California Nature

Learn about California's beautiful and unique nature.





California's Great Basin Desert
a view of johnson lake in the great basinThe Great Basin Desert, the largest U. S. desert, covers an arid expanse of about 190,000 square miles and is bordered by the Sierra Nevada Range on the west and the Rocky Mountains on the east, the Columbia Plateau to the north and the Mojave and Sonoran deserts to the south.

This is a cool or "cold desert" due to its more northern latitude, as well as higher elevations (at least 3,000 feet, but more commonly from 4,000 to 6,500 feet). Precipitation, generally 7-12 inches annually, is more evenly distributed throughout the year than in the other three North American deserts. Winter precipitation often falls as snow. Playas are a conspicuous part of this desert, due to its recent geological activity. In notable contrast to the other three deserts, Great Basin vegetation is low and homogeneous, often with a single dominant species of bush for miles. Typical shrubs are Big Sagebrush, Blackbrush, Shadscale, Mormon-tea and greasewood. There are only occasional yuccas and very few cactus.

The Hydrographic Great Basin is a 200,000 square mile area that drains internally. All precipitation in the region evaporates, sinks underground or flows into lakes (mostly saline). Creeks, streams, or rivers find no outlet to either the Gulf of Mexico or the Pacific Ocean. The region is bounded by the Wasatch Mountains to the east, the Sierra Nevada to the west, and the Snake River Plain to the north. The south rim is less distinct. The Great Basin includes most of Nevada, half of Utah, and sections of Idaho, Wyoming, Oregon, and California. The term "Great Basin" is slightly misleading; the region is actually made up of many small basins. The Great Salt Lake, Pyramid Lake, and the Humboldt Sink are a few of the "drains" in the Great Basin. The Basin and Range region is the product of geological forces stretching the earth's crust, creating many north-south trending mountain ranges. These ranges are separated by flat valleys or basins. These hundreds of ranges make Nevada the most mountainous state in the country.

Many types of birds can be found in Great Basin National Park and the surrounding area. A large variety of birds can be seen in the many different habitats encountered between the town of Baker (5,280 feet elevation) and the end of the Scenic Drive (10,000 feet elevation). Many birds such as the Common Raven, Northern Flicker and the American Robin, can be found in more than one type of habitat.

climbing up an interior cave on the great basin wallLehman Caves is the most famous of Great Basin National Park's caves, but there are actually more than 40 caves in the park. Eight of these wild caves are accessible with a cave permit. All other wild caves are closed to the public. Many of the permitted wild caves in the park are important hibernacula and maternity roosts for various species of bats, including four National Park Service Sensitive species.

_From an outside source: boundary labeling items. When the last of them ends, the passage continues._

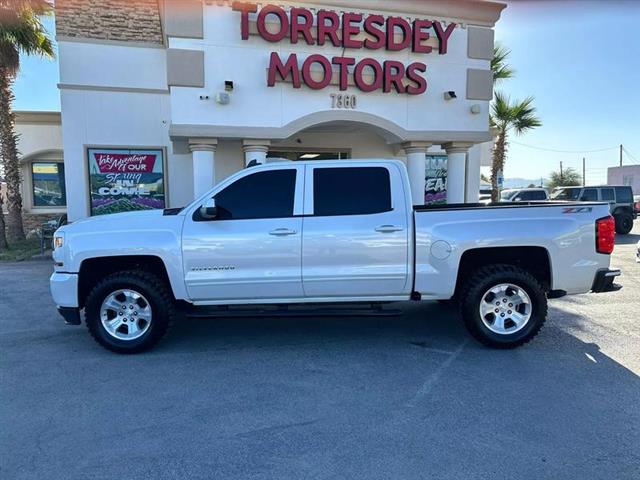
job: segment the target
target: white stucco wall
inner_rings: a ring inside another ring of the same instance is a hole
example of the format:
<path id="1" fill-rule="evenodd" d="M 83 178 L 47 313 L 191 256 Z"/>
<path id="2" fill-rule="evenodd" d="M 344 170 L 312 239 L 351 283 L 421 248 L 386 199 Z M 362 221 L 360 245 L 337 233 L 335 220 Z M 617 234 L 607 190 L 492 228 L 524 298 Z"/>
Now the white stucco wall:
<path id="1" fill-rule="evenodd" d="M 164 148 L 167 205 L 176 207 L 191 201 L 193 166 L 188 136 L 171 138 L 173 125 L 280 129 L 308 115 L 344 113 L 332 110 L 330 95 L 348 93 L 358 97 L 353 112 L 375 115 L 402 131 L 435 136 L 435 140 L 442 143 L 457 140 L 457 134 L 473 134 L 478 138 L 487 135 L 489 102 L 467 100 L 466 79 L 467 69 L 486 70 L 489 62 L 468 58 L 468 30 L 464 22 L 453 32 L 446 55 L 436 51 L 414 54 L 410 49 L 401 52 L 346 49 L 343 52 L 342 48 L 330 45 L 308 46 L 304 42 L 292 45 L 288 39 L 274 44 L 252 36 L 243 41 L 240 14 L 231 9 L 230 2 L 204 2 L 203 5 L 204 38 L 170 38 L 168 47 L 204 52 L 204 88 L 169 88 L 167 51 L 161 47 L 82 39 L 59 41 L 63 142 L 59 132 L 55 135 L 64 146 L 70 220 L 89 215 L 86 149 L 92 146 Z M 415 14 L 402 12 L 382 13 L 385 17 L 397 14 L 409 20 L 416 18 Z M 340 92 L 337 86 L 318 91 L 304 85 L 294 89 L 288 83 L 278 83 L 271 88 L 267 86 L 266 70 L 272 51 L 279 52 L 283 59 L 297 53 L 300 61 L 312 53 L 328 58 L 352 56 L 357 60 L 373 57 L 380 63 L 399 60 L 405 65 L 421 61 L 427 64 L 428 90 L 423 95 L 410 96 L 395 92 L 363 93 L 355 87 L 347 92 Z M 232 80 L 235 88 L 230 104 L 220 105 L 214 99 L 216 93 L 224 90 L 225 80 Z M 449 90 L 456 91 L 456 100 L 444 100 L 443 93 Z M 208 95 L 209 100 L 201 100 L 201 95 Z M 480 106 L 479 114 L 471 113 L 472 105 Z M 399 142 L 394 143 L 390 136 L 385 140 L 373 129 L 361 126 L 357 132 L 302 131 L 290 138 L 271 138 L 271 148 L 331 148 L 349 150 L 352 158 L 405 159 Z M 30 132 L 25 139 L 27 137 L 38 135 Z M 215 177 L 220 181 L 244 167 L 244 154 L 242 138 L 217 140 Z"/>

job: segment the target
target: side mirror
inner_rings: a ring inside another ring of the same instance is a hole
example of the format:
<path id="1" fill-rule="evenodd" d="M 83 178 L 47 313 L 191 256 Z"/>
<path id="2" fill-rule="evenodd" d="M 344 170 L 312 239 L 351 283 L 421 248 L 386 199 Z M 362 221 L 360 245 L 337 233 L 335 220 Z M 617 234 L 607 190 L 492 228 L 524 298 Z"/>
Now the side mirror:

The hiking season at Great Basin National Park is typically limited to the months of June through September because many trails are at elevations of 9,000 feet or more. The Wheeler Peak Scenic Drive is not plowed and may not open until mid-June, weather depending. Gravel roads that lead to the remote southern section of the park are impassable until late spring.

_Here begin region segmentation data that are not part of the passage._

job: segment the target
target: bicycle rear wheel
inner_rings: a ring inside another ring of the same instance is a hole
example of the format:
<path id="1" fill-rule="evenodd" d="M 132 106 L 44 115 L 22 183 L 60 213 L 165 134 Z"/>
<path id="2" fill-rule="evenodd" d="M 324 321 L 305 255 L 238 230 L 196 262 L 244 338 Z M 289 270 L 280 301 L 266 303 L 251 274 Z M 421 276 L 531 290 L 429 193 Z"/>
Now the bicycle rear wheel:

The area in and around Great Basin National Park sees a very limited amount of technical rock climbing. The hazardous nature of the rock is the main contributor to this as well as the remoteness of the sites. All routes in the Wheeler Peak area are hazardous with deadly rock fall at all times of year. A harsh expanse of dry desert and high mountains between the Rockies and the Sierra Nevada, the Great Basin has always been a land in between, a region apart, not included in visions of the other Western regions, the Rockies, the Colorado Plateau, the Southwest, or the West Coast. The first fact of life here in the Great Basin is the rain shadow cast by the Sierra Nevada, the highest range in the continental United States. On the east side of the mountains, average annual precipitation drops from around 30 inches to less than 10 inches across a five-mile span of the valley.

Nevada occupies most of this ragged heart-shaped territory. But the Great Basin also embraces western Utah, southeastern Oregon, California east of the Sierra, as well as a dry, salty lake bed just across the border in Mexico. These boundaries are broadly inclusive. Although Las Vegas sits in a wash that drains to the Colorado River and thus is technically just outside the Great Basin, it is tightly tied to the region and increasingly a center of power. Over the past 150 years, new populations, new activities, and new cultures have been laid on top of the land, almost as if desert and mountains and dry lakes did not exist. People have channeled the region's scarce waters, put livestock out on the desert, mined the mountains, bombed the valleys, and built a web of roads across the Great Basin. They have created domestic places, far-flung ranch houses, closely clustered Mormon villages, and a handful of cities and neon strips. But they have not domesticated this landscape.